We use Technicare as well, go in and they will give you a tour.


----------



## D4_billie78 (Feb 4, 2010)

Thanks guys!

Would you be able to give me a little insight as to what they cost? And if they ship?


----------



## Big Mike (Feb 5, 2010)

Their cost for prints is very good, considering the high level of quality & service.  

I would compare their prices to London Drugs, for example.  
(by the way, I think that London Drugs is the best 'drug store photo lab' around here.  A long time pro recommended them and I used them for a while before going to Technicare)

Technicare is obviously more expensive than Wal-mart or Costco....but the quality far above them.  

They do have some in house options that you won't find at cheaper labs.  Metallic printing for example.  Last year they installed a liquid laminating machine, so they can put a hard laminate finish on pretty much any type of print.  This can be a great option because you can frame prints without glass.  

Technicare does ship.  The cost is based on how much you spend with them.  Under $5000 per year, it's $8.50 per shipment (in town, $12.00 out of town).  Up to $10,000 and you get one free shipment per week.  It steps up until $20,000 where you get 4 free shipments per week.

There are some other typical fees based on size, weight and value etc.


----------



## D4_billie78 (Feb 12, 2010)

Thanks for all the help Mike!!! When I post a topic here, really I am just waiting for your response.....hhahahahaha!
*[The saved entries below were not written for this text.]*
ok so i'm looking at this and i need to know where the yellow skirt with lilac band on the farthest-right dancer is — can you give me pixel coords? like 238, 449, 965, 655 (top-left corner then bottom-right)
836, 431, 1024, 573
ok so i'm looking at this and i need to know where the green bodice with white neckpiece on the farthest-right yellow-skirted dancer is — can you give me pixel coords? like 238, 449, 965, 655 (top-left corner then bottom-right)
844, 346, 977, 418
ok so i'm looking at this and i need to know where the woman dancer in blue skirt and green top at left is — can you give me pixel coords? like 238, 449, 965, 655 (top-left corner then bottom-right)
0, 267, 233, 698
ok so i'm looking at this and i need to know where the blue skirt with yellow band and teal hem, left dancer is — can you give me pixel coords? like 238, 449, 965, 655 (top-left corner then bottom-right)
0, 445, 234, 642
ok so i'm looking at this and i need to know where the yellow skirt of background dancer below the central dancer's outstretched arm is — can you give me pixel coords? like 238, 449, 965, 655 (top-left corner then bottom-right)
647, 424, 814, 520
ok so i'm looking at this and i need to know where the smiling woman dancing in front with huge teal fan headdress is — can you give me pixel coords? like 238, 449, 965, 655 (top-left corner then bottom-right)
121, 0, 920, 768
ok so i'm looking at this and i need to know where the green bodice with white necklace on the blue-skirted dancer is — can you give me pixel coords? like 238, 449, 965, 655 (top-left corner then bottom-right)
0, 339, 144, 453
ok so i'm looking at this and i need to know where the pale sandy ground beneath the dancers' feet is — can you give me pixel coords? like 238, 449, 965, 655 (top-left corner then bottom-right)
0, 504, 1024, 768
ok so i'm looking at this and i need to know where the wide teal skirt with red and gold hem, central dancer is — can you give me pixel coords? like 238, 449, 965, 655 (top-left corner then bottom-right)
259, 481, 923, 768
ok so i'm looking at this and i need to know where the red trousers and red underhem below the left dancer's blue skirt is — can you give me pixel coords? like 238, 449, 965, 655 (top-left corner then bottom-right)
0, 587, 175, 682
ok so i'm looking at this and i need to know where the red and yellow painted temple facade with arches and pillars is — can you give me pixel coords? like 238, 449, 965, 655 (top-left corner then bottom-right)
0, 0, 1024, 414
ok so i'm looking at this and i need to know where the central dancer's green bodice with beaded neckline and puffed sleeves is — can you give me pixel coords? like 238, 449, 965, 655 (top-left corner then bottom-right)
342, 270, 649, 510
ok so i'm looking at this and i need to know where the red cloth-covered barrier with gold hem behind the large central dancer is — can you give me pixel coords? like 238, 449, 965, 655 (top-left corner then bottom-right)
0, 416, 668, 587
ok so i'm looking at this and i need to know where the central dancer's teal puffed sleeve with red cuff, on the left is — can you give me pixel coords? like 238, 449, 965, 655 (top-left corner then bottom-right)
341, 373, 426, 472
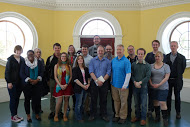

Thanks!!


----------



## Big Mike (Feb 12, 2010)

No problem, happy to help.

Don't discount SpeedTrap though, he really knows his stuff.


----------



## SpeedTrap (Feb 13, 2010)

Awww,   shucks,
thanks Mike


----------



## D4_billie78 (Mar 3, 2010)

I didn't mean to leave out Speedtrap 
Thank you both &#9829;


----------



## andrrsgg (Jun 3, 2017)

Is McBain Camera any good?


----------